Current Mortgage Rates -- September 7, 2021: Some Rates Up, Others Down
by Jamie Matthews | Published on Sept. 7, 2021
Mortgage rates are a mixed bag compared with yesterday. Is now the right time to apply for a new mortgage?
Average mortgage rates are up and down today, depending on which mortgage type you're seeking. Check out average mortgage rates for Tuesday, Sept. 7 to see what you might pay to borrow for a home:
|MORTGAGE TYPE||TODAY'S INTEREST RATE|
|30-year fixed mortgage||3.084%|
|20-year fixed mortgage||2.850%|
|15-year fixed mortgage||2.342%|
30-year mortgage rates
The average 30-year mortgage rate today is 3.084%, up 0.005% from yesterday's average of 3.079. A mortgage loan at today's average interest rate would cost you $426 per $100,000 borrowed. Over the life of the loan, your total interest costs would add up to $53,413 per $100,000 borrowed.
20-year mortgage rates
The average 20-year mortgage rate today is 2.850%, up 0.045% from Monday's average of 2.805%. For each $100,000 borrowed at today's average rate, your monthly principal and interest payment would add up to $547. Total interest costs would add up to $31,380 per $100,000 borrowed over the life of the loan.

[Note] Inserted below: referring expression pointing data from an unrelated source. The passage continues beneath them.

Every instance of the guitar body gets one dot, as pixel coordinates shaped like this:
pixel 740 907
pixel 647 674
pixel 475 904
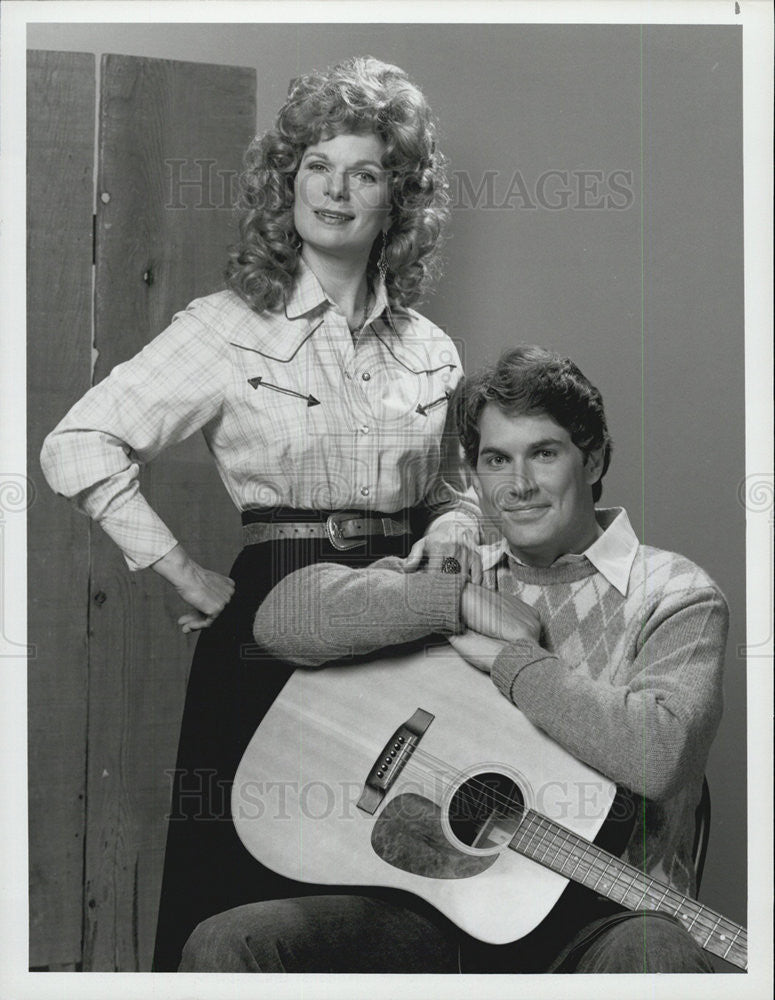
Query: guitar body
pixel 434 823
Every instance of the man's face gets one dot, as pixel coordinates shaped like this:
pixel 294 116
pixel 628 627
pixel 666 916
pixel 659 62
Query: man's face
pixel 534 483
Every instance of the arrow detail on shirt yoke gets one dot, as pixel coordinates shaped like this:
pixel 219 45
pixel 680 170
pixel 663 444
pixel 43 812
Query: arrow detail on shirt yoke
pixel 258 381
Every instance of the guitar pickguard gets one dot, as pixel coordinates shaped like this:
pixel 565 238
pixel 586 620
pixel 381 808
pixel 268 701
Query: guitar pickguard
pixel 408 835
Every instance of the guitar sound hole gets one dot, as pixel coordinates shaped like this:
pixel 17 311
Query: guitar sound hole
pixel 486 810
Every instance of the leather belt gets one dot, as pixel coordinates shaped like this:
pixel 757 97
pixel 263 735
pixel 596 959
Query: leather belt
pixel 344 529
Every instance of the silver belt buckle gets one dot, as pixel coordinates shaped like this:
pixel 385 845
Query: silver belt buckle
pixel 334 531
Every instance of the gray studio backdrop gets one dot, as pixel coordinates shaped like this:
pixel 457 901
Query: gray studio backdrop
pixel 597 190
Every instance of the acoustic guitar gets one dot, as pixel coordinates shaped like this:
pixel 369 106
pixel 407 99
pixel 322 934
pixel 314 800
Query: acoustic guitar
pixel 414 772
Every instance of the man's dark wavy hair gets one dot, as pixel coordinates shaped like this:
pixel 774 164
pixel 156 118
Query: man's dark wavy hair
pixel 529 380
pixel 360 96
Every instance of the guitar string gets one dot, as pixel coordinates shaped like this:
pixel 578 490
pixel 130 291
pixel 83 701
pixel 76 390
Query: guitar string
pixel 698 920
pixel 568 837
pixel 569 841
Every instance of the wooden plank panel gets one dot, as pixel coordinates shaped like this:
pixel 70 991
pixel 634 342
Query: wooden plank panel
pixel 60 178
pixel 172 136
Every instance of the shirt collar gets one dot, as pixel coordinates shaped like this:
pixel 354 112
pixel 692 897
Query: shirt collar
pixel 612 553
pixel 307 295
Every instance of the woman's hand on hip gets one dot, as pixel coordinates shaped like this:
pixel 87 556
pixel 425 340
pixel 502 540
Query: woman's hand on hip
pixel 206 591
pixel 448 541
pixel 498 615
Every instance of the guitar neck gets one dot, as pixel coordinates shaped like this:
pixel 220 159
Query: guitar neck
pixel 562 851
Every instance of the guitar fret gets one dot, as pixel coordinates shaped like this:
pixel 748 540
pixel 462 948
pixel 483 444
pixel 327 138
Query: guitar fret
pixel 713 930
pixel 732 942
pixel 694 918
pixel 602 874
pixel 549 845
pixel 569 854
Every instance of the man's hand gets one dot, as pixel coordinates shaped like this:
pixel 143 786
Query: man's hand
pixel 498 615
pixel 481 651
pixel 450 538
pixel 206 591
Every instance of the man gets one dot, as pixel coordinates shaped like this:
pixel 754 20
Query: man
pixel 613 648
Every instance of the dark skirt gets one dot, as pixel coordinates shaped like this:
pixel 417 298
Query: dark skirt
pixel 230 688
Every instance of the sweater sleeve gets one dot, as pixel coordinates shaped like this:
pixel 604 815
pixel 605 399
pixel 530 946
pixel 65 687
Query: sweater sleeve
pixel 157 398
pixel 327 611
pixel 647 732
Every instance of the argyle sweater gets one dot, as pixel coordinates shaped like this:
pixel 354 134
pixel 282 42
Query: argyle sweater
pixel 631 685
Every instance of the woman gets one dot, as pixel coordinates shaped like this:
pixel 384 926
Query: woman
pixel 322 398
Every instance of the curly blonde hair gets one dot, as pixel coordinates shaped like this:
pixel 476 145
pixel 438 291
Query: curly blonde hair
pixel 361 95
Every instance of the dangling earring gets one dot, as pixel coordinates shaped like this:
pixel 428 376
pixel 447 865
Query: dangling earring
pixel 382 259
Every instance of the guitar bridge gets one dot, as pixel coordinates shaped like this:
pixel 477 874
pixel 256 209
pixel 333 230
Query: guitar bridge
pixel 391 761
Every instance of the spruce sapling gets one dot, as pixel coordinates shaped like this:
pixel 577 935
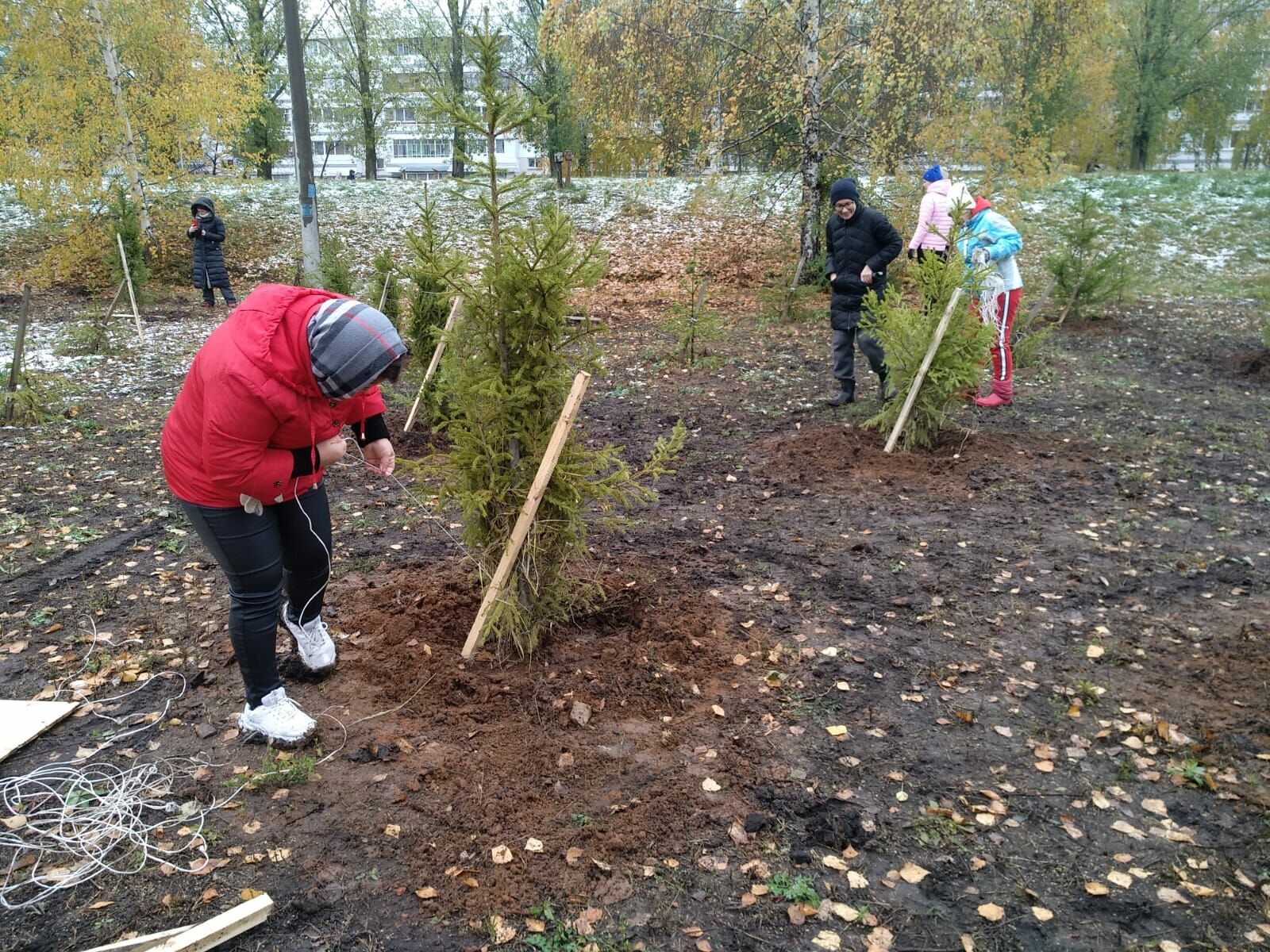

You'll pay $121 more per month with the 20-year loan compared to the 30-year loan, but you'll save a whopping $22,033 in interest by cutting 10 years off your payoff time.
15-year mortgage rates
The average 15-year mortgage rate today is 2.342%, down 0.004% from yesterday's average of 2.338%. If you borrow at today's average rate, you'd have a monthly principal and interest payment of $659 per $100,000 borrowed. During your entire loan repayment period, you'd pay total interest costs of $18,671 per $100,000 borrowed.
You'll save even more over time with the 15-year loan. You'd be paying an extra $233 per month toward your monthly payment compared with the 30-year loan, but over the life of your loan you'll save a total of $34,742 in interest compared with what you'd pay for the 30-year. That's a substantial savings.
The average 5/1 ARM rate is 2.961%, down 0.109% from yesterday's average of 3.070%. ARM stands for adjustable-rate mortgage. With a 5/1 ARM, your rate is guaranteed for just the first five years. Beyond that, it will adjust annually with a financial index. If it goes up, both your monthly payment and total costs will increase. Weigh the risks before locking in this type of loan.
Should I lock my mortgage rate now?
A mortgage rate lock guarantees you a certain interest rate for a specified period of time -- usually 30 days, but you may be able to secure your rate for up to 60 days. You'll generally pay a fee to lock in your mortgage rate, but that way, you're protected in case rates climb between now and when you actually close on your mortgage.
If you plan to close on your home within the next 30 days, then it pays to lock in your mortgage rate based on today's rates -- especially since they're so competitive. But if your closing is more than 30 days away, you may want to choose a floating rate lock instead for what will usually be a higher fee, but one that could save you money in the long run. A floating rate lock lets you secure a lower rate on your mortgage if rates fall prior to your closing, and while today's rates are still quite low, we don't know if rates will go up or down over the next few months. As such, it pays to:
- LOCK if closing in 7 days
- LOCK if closing in 15 days
- LOCK if closing in 30 days
- FLOAT if closing in 45 days
- FLOAT if closing in 60 days
To find out what rates are available to you, compare rates from at least three of the best mortgage lenders before locking in. You should also inquire about closing costs so that you have a complete picture of your financial responsibility. This will help ensure you truly get the best mortgage available.